I'm trying to implement syntax highlighting for Java code using this ANTLR grammar. My strategy has been to parse the code into an tree with that grammar, and then use a visitor to go through each terminal in the tree and assign its corresponding text a color. This color is usually just the color associated with the terminal's token, but can be overridden depending on context. For example, consider this screenshot from VSCode:

By default, identifiers are colored white. However, if they are known to refer to classes/methods, then they are colored green. I would like to make a similar distinction in my visitor by labelling identifiers white by default, but overriding that with green for classes/methods.

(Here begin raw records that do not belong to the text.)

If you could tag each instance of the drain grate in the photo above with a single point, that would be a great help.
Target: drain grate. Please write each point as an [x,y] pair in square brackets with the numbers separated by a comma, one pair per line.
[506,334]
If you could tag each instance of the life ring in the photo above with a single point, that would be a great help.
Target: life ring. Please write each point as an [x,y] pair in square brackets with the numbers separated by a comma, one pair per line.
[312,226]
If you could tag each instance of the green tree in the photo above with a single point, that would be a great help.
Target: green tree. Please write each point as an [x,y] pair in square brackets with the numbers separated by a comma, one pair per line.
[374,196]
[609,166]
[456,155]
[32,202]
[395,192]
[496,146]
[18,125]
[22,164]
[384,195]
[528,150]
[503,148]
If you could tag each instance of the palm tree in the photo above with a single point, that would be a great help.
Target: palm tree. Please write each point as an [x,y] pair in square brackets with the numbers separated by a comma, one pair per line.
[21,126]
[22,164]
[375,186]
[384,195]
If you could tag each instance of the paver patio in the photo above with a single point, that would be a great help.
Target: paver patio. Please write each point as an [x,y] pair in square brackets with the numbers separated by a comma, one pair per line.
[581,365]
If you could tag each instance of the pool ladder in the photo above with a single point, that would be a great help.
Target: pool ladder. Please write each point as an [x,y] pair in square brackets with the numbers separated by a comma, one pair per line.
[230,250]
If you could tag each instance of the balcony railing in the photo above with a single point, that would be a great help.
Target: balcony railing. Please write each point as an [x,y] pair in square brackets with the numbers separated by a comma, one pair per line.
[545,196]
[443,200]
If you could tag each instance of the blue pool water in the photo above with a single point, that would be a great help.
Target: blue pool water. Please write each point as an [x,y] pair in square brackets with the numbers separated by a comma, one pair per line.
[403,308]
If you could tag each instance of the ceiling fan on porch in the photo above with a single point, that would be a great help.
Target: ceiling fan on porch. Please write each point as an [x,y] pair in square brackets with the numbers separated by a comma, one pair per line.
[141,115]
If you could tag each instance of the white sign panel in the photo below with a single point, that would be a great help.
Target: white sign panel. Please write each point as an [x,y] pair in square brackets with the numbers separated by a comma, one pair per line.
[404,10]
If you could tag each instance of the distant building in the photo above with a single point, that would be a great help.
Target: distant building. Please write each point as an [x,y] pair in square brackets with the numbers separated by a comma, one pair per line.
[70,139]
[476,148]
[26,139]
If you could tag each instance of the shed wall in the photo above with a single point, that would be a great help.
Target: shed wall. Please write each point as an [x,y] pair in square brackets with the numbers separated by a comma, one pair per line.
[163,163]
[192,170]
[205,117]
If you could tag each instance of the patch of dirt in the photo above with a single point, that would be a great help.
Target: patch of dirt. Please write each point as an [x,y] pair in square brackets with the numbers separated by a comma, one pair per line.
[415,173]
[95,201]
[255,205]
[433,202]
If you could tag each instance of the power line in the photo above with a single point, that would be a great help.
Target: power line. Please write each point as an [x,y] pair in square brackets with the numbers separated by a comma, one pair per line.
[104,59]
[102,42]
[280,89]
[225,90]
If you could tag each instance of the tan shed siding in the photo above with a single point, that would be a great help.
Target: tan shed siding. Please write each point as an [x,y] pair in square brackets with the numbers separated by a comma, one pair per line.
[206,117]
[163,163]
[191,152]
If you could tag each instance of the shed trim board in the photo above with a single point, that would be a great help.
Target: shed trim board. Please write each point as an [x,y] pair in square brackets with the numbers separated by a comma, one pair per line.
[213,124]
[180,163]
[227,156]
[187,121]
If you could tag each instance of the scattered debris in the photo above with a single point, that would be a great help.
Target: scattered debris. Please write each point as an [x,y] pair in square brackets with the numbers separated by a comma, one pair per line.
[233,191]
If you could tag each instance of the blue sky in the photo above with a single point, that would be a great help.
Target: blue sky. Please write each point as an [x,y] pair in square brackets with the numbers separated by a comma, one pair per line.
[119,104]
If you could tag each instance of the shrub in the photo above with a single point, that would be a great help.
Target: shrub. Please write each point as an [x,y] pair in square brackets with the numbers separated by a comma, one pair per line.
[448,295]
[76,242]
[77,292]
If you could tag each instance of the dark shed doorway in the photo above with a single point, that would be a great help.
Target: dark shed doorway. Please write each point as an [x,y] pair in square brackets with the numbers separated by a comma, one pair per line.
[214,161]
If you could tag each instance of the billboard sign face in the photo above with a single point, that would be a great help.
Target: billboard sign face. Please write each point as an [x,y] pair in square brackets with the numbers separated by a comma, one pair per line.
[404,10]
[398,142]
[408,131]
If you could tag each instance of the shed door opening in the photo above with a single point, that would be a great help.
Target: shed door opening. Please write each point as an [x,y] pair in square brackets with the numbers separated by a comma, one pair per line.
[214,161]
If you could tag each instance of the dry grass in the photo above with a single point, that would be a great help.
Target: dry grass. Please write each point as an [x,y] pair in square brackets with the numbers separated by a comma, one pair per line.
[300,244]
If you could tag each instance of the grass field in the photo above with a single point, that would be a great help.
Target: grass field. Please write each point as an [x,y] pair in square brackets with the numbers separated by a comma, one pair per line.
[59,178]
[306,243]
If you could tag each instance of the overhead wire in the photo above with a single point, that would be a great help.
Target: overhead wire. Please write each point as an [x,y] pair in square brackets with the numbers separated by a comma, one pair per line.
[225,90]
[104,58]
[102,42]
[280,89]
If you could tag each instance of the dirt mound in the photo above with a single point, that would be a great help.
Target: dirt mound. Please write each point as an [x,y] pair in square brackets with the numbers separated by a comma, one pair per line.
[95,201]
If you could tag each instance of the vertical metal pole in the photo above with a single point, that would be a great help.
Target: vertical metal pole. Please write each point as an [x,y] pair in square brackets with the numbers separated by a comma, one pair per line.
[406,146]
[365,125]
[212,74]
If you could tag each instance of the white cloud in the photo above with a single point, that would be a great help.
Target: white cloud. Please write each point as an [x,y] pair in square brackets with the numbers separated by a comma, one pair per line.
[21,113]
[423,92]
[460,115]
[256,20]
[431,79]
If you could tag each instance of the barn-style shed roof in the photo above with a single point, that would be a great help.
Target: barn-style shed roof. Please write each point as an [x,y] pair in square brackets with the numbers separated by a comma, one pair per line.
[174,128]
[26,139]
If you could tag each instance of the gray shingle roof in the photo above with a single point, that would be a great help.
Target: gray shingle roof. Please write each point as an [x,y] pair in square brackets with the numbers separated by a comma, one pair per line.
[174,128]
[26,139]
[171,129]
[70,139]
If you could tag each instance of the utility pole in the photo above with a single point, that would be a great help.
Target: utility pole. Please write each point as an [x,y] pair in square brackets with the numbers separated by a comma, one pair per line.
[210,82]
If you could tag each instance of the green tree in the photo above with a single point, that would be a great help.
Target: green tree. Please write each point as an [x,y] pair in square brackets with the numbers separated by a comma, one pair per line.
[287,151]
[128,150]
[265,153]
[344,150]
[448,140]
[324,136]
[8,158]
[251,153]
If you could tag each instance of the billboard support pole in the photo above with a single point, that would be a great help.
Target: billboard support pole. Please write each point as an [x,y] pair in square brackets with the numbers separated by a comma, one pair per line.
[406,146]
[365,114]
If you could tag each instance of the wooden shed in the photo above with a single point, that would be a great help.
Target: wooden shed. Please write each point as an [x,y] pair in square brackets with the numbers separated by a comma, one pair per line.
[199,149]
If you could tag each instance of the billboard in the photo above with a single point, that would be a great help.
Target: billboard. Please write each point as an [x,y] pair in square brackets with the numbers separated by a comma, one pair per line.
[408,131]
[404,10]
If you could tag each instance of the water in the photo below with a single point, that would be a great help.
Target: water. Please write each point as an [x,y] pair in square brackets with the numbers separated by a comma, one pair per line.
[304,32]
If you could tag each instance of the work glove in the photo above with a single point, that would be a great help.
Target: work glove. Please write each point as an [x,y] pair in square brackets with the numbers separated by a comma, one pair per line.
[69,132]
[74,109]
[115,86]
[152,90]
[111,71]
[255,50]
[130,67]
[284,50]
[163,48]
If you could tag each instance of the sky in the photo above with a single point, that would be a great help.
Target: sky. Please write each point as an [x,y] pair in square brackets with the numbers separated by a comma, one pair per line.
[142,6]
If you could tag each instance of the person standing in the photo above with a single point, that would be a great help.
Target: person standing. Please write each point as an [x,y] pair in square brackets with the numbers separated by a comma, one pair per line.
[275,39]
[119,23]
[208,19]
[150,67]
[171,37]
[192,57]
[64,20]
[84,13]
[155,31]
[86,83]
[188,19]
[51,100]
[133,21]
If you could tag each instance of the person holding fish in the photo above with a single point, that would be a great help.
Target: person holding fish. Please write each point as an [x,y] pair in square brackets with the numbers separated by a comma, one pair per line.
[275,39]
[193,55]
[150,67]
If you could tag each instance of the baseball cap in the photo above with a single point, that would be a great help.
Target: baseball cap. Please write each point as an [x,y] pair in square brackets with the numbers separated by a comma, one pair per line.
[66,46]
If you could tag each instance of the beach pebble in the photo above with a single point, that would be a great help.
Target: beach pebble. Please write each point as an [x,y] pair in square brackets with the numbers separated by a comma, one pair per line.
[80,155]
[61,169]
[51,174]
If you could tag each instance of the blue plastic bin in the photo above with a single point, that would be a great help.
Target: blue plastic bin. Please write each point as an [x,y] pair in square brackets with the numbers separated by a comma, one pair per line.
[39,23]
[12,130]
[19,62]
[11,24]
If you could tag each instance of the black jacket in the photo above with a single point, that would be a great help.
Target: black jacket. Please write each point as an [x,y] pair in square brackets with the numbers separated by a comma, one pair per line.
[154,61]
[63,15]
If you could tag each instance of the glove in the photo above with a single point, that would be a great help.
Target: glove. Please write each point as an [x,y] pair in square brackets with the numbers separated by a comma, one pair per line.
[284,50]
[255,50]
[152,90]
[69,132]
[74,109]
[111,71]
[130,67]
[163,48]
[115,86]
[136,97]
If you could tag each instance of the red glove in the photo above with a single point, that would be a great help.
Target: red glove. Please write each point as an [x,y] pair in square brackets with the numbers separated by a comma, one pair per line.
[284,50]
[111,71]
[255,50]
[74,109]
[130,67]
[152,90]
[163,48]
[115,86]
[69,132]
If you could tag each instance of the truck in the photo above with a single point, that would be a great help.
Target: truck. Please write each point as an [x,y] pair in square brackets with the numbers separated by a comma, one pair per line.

So far, I have been successful in implementing for this for class/method declarations. The production rule for classDeclaration looks like this:

classDeclaration
    :   'class' Identifier typeParameters?
        ('extends' typeType)?
        ('implements' typeList)?
        classBody
    ;

Here, Identifier is a terminal, while all of the other nonliterals are nonterminals. My strategy was to color every child terminal with an overridable token with green (1). By that last term, it is something I have invented in my codebase to deal with this problem. Essentially, keywords should always have the same color no matter the context, so their tokens are not overridable. Identifiers' color depends on context, so they have a default (white) but you can make them green. The only terminals in the above production are 'class', Identifier, 'extends', and 'implements'. The first and the last two are keywords and not overridable, so following procedure (1) colors only the class name green.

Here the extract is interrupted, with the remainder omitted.